Typically an older, more experienced individual, a mentor is a someone who takes a younger or more inexperienced person under their wing. In the business realm, the mentor advises the mentee, helping them to develop and progress in their career and often to grow personally as well. Many recent graduates seeking wisdom and guidance along their path may turn to peers who are also new to the workforce. While there is value in that perspective, it cannot compare to the advantage and influence of working with a knowledgeable mentor. A quality mentor can offer a unique and sagacious perspective, share leadership advice, and present unique options and viewpoints for you to consider. The best mentor-mentee relationship occurs when the two individuals have respect for one another and value one another’s perspective and input.
A recent research study undertaken by Sun Microsystems reported some positive statistics regarding mentorship. By observing the career progress of roughly 1,000 employees over a period of 5 years, the study found that both mentors and mentees were approximately 20% more likely to receive a raise than those who did not engage in a mentoring relationship. Mentees were promoted at work 5 times more often than those without mentors, and mentors themselves received promotions 6 times more frequently than their mentee-less colleagues. It is clear that mentoring pays off professionally for both parties.

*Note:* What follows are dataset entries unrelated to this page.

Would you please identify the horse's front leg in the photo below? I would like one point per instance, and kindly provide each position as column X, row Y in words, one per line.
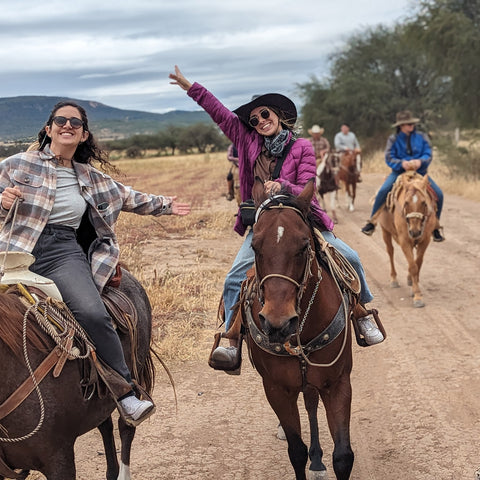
column 387, row 238
column 127, row 434
column 337, row 401
column 413, row 275
column 317, row 468
column 333, row 205
column 284, row 404
column 106, row 430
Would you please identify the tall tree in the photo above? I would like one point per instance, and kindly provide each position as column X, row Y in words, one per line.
column 449, row 30
column 378, row 73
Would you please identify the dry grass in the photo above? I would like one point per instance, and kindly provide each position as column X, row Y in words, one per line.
column 183, row 287
column 185, row 297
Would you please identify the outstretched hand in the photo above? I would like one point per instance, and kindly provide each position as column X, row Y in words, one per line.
column 179, row 79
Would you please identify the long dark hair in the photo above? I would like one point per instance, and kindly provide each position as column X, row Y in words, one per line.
column 87, row 151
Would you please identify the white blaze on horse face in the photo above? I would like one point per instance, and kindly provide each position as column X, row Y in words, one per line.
column 280, row 231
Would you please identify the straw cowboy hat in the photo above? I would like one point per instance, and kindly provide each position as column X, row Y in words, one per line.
column 404, row 117
column 275, row 100
column 316, row 129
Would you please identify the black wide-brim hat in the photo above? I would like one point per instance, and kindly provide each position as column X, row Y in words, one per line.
column 275, row 100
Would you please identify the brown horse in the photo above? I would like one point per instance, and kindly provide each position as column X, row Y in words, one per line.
column 347, row 176
column 40, row 434
column 298, row 336
column 409, row 218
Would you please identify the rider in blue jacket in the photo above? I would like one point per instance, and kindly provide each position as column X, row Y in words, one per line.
column 406, row 150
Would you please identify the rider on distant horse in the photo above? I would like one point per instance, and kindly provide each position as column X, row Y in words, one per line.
column 346, row 140
column 406, row 150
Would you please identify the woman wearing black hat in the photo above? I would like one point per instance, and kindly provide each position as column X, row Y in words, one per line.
column 261, row 130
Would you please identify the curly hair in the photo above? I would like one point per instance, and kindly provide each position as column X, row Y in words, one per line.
column 87, row 151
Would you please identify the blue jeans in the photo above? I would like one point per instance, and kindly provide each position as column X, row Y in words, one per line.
column 245, row 259
column 60, row 258
column 382, row 194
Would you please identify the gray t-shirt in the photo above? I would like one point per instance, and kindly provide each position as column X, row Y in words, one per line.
column 69, row 205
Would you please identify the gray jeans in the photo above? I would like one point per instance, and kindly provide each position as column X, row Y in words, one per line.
column 60, row 258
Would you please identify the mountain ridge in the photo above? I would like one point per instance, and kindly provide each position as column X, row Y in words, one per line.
column 22, row 117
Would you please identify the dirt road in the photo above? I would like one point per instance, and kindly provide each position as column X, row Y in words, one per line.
column 416, row 403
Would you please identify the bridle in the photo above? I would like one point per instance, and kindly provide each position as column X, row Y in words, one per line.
column 421, row 216
column 307, row 271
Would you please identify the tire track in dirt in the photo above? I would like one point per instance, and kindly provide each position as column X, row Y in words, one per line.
column 416, row 408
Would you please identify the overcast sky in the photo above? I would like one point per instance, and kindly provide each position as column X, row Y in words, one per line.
column 120, row 52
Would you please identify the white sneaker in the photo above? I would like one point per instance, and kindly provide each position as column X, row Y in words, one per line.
column 369, row 330
column 225, row 354
column 135, row 410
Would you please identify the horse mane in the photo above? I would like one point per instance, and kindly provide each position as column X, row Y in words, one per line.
column 12, row 312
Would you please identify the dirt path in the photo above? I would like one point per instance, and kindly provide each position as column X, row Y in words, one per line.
column 416, row 406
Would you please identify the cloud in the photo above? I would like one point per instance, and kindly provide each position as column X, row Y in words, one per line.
column 120, row 52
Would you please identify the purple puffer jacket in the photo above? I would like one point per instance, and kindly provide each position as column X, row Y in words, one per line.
column 299, row 165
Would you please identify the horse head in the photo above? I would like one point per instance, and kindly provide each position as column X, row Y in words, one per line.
column 284, row 249
column 417, row 204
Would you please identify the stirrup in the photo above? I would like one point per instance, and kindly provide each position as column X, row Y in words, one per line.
column 238, row 360
column 358, row 336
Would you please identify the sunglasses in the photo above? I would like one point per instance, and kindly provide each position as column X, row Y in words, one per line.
column 254, row 121
column 75, row 122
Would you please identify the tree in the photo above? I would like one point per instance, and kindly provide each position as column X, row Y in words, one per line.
column 449, row 31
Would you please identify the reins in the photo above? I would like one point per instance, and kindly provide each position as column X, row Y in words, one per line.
column 301, row 286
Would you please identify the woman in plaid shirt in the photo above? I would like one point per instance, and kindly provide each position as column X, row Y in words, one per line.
column 66, row 219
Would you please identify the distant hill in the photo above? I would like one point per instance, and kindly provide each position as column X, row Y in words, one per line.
column 22, row 117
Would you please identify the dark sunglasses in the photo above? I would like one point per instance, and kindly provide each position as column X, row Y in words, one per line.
column 75, row 122
column 254, row 121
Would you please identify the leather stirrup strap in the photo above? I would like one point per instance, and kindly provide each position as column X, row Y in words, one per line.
column 27, row 387
column 7, row 472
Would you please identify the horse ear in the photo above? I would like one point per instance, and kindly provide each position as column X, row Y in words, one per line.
column 258, row 192
column 305, row 197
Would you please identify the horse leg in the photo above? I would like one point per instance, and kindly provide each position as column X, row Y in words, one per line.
column 284, row 404
column 106, row 430
column 230, row 186
column 354, row 194
column 413, row 275
column 337, row 401
column 387, row 238
column 350, row 197
column 127, row 434
column 333, row 205
column 61, row 464
column 317, row 468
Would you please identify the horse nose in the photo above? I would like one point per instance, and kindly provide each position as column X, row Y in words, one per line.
column 278, row 331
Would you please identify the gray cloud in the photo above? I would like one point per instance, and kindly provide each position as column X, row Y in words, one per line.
column 120, row 52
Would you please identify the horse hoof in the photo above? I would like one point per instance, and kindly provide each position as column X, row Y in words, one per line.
column 317, row 475
column 418, row 303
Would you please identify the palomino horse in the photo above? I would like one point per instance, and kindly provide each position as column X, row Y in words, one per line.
column 299, row 337
column 40, row 433
column 409, row 218
column 347, row 176
column 327, row 183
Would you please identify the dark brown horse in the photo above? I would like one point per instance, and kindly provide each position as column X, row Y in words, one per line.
column 40, row 434
column 409, row 218
column 348, row 177
column 299, row 336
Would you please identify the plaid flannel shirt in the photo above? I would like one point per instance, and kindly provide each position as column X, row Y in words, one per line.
column 35, row 174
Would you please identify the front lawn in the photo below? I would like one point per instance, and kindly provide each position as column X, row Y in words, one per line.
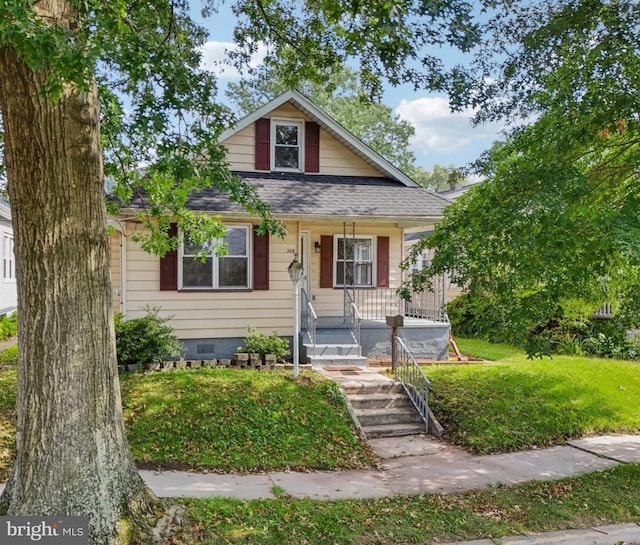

The True Advantages of Mentoring
In addition to the more tangible advantages, such as an increased likelihood for promotion, there are countless other benefits that cannot be directly measured. For the mentor, working with a mentee can help expand your industry network, as you nurture a current or future professional colleague who you will have much in common with, as you are influencing his or her vision, work ethic, and more. For your own career, mentoring can aid you in building a level of career confidence and competency. Not only can mentoring help you refresh your skills, the mentee can offer a new perspective on your work and your industry, including illuminating how colleague’s perceive you. This understanding can only help you improve in your field. Personally, a mentoring relationship can give you the deep satisfaction of helping someone just starting out determine their goals, build their strengths, and make positive career choices. That in itself is very rewarding.
As a mentee, the insight and perspective of a mentor are invaluable resources for your growth and success. Working with an experienced individual that you admire offers you guidance on navigating your career path, carefully choosing your goals, and so much more. When things get rough, a mentor can offer support and encouragement, as well as push you to be your best. Working with a mentor can provide you with the vital constructive criticism and feedback necessary for on-the-job improvement. He or she can also instil in you a sense of leadership skills and problem solving abilities. Perhaps your mentor will even supply you with industry connections and open doors for you.
At On Line Recruitment and Labour Hire, we are strong supporters of mentorship and the advantages it offers. Within our own team, we love to foster these encouraging and mutually-beneficial relationships.
What does your business do to promote mentoring? Are there potential mentoring relationships you could be building within the workplace?